Net Security That Keeps Climbing

CyberSource Corp. (Nasdaq: CYBS) is occupied with two separate businesses: online payment and risk management services. CyberSource stock is up over 50% in the last three months and 95% on the year. Compared to the Internet HOLDRs ETF (NYSE: HHH), CYBS shares are a standout. HHH gained only 34% in the last 12 months, and for the last three it is practically even.

Just over a month ago, credit giant Visa (NYSE: V) purchased CyberSource for $2 billion in cash, spurring a rash of lawsuits against the company's board for possible breach of fiduciary duty.
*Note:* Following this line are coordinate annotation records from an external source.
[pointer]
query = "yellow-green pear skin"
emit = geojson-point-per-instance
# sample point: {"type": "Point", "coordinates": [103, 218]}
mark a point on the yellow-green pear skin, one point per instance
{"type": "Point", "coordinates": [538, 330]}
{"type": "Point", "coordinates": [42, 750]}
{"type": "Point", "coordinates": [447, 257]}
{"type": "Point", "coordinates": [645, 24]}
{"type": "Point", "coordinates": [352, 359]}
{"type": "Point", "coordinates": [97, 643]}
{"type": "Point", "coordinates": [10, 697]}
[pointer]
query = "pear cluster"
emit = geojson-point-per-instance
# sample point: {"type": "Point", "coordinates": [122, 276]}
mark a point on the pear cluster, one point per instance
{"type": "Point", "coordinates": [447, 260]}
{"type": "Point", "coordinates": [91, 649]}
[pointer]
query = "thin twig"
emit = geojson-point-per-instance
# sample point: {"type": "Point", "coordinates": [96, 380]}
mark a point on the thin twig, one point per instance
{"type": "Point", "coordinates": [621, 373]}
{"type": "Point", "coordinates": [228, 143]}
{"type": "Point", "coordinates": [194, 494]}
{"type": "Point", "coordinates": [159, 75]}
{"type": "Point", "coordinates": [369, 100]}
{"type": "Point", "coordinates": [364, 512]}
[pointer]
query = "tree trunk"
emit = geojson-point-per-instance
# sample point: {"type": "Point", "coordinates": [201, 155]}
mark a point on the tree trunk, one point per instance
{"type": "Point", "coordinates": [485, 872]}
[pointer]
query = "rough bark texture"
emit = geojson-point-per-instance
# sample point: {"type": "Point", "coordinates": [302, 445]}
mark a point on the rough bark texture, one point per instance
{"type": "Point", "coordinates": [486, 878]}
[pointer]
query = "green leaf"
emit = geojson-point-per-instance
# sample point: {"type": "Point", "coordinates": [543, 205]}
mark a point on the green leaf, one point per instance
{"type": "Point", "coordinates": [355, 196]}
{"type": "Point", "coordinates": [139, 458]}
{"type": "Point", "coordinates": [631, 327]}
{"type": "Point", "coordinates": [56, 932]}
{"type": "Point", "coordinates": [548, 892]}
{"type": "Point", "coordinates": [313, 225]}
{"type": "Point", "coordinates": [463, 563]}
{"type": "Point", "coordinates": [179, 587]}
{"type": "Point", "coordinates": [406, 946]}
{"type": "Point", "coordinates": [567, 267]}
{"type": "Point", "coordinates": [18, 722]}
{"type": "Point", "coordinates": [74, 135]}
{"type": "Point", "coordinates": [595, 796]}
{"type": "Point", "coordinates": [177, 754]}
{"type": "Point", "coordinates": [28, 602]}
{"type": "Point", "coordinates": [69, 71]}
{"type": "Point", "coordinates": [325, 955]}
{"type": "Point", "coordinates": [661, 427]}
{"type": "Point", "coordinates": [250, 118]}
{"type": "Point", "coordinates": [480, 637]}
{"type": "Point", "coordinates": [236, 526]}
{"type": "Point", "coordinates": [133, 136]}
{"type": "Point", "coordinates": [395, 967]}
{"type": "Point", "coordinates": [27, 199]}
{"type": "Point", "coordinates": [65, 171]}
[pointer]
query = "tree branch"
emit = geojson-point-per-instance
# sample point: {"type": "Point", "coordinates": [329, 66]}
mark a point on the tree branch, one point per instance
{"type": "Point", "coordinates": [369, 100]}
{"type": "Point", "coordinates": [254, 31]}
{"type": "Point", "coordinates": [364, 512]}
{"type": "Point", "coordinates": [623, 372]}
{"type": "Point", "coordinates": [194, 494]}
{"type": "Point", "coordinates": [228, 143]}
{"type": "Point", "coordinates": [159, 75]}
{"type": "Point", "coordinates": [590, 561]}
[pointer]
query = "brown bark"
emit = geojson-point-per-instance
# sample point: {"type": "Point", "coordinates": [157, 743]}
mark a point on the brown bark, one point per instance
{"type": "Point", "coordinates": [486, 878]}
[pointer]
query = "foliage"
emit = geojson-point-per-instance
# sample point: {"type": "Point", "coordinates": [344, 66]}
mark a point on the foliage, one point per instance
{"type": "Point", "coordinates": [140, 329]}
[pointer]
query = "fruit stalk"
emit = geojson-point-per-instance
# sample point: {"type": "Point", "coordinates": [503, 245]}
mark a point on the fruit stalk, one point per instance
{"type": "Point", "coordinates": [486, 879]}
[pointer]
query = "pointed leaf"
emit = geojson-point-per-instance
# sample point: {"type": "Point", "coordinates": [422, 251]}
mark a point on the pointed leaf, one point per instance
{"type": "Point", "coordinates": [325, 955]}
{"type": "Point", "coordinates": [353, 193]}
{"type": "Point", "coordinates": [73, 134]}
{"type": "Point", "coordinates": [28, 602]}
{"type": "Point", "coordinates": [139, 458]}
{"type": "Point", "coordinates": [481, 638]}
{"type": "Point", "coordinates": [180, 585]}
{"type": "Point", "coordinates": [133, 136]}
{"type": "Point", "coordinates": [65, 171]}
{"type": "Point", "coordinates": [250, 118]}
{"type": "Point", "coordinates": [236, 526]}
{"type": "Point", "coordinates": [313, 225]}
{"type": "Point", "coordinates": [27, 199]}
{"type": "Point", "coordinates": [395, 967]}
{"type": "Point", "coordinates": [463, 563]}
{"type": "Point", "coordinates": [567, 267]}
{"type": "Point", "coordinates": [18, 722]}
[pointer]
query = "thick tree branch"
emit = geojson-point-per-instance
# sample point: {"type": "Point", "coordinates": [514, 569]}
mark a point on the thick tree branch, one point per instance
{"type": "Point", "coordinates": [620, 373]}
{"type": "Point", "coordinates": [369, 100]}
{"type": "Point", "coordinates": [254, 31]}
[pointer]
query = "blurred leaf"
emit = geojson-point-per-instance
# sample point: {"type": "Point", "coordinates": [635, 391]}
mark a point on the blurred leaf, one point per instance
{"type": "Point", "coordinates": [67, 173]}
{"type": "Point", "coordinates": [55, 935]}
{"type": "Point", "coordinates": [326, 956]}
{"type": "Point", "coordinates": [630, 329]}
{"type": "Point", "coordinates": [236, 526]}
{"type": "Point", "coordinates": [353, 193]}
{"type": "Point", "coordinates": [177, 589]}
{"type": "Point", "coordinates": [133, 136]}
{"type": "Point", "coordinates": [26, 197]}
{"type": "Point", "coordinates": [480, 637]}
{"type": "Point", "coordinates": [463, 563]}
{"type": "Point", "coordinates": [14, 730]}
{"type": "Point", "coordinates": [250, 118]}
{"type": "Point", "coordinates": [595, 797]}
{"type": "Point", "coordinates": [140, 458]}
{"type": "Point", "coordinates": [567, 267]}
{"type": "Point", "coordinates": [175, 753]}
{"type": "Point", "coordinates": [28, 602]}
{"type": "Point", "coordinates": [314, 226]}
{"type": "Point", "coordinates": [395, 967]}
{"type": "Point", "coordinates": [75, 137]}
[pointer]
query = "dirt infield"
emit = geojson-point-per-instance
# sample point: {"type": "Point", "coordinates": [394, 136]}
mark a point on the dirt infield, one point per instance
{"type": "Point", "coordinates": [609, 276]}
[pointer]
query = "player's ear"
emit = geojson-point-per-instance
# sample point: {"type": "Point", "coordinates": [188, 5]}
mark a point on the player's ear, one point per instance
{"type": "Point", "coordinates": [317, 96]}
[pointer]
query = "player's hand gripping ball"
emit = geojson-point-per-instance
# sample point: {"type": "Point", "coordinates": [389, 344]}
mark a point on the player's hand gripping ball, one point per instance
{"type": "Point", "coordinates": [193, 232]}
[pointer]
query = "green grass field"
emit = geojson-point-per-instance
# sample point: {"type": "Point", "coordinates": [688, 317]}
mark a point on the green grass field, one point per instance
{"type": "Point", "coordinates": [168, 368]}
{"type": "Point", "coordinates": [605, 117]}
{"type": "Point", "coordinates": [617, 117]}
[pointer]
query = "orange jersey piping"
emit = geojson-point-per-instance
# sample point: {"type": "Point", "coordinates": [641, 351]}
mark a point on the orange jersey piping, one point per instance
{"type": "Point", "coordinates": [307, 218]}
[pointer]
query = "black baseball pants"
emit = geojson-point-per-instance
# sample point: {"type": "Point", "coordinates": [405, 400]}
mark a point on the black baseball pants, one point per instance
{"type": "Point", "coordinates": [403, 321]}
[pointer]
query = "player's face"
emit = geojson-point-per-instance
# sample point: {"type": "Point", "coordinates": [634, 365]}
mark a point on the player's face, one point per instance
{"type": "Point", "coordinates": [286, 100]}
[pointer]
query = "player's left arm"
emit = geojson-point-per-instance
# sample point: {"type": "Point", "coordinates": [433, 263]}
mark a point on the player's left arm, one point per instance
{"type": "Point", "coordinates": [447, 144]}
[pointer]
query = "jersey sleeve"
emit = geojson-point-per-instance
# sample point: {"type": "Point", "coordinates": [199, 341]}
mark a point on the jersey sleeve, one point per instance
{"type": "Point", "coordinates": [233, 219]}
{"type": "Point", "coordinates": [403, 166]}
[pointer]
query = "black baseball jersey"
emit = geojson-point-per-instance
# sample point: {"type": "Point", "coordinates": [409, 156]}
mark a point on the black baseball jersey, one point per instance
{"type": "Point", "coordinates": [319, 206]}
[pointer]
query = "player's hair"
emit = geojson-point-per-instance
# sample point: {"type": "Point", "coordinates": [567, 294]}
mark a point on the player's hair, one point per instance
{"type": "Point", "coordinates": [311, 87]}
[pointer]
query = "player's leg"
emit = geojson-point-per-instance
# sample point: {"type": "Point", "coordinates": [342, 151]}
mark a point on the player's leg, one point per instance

Some shareholders claimed the company's board of directors was negligent in its representation of shareholder interests. Specifically, the lawsuits claim that foreign sales were not included in pricing the company's shares, hence undervaluing them by a large margin.

CyberSource has grown sales at an exceedingly healthy 48.5% rate for the last five years, outpacing the industry by wide margins.

The Case For The Defense

Stanley (NYSE: SXE) provides IT services to the U.S. military and a number of federal civilian government agencies. Nearly three-quarters of its revenues are derived from contracts with the Department of Defense. In less than three weeks, Stanley shares have tacked on better than 18% in market cap following a tender offer from CGI Group (NYSE: GIB) to purchase the company's outstanding shares for $37.50 a share.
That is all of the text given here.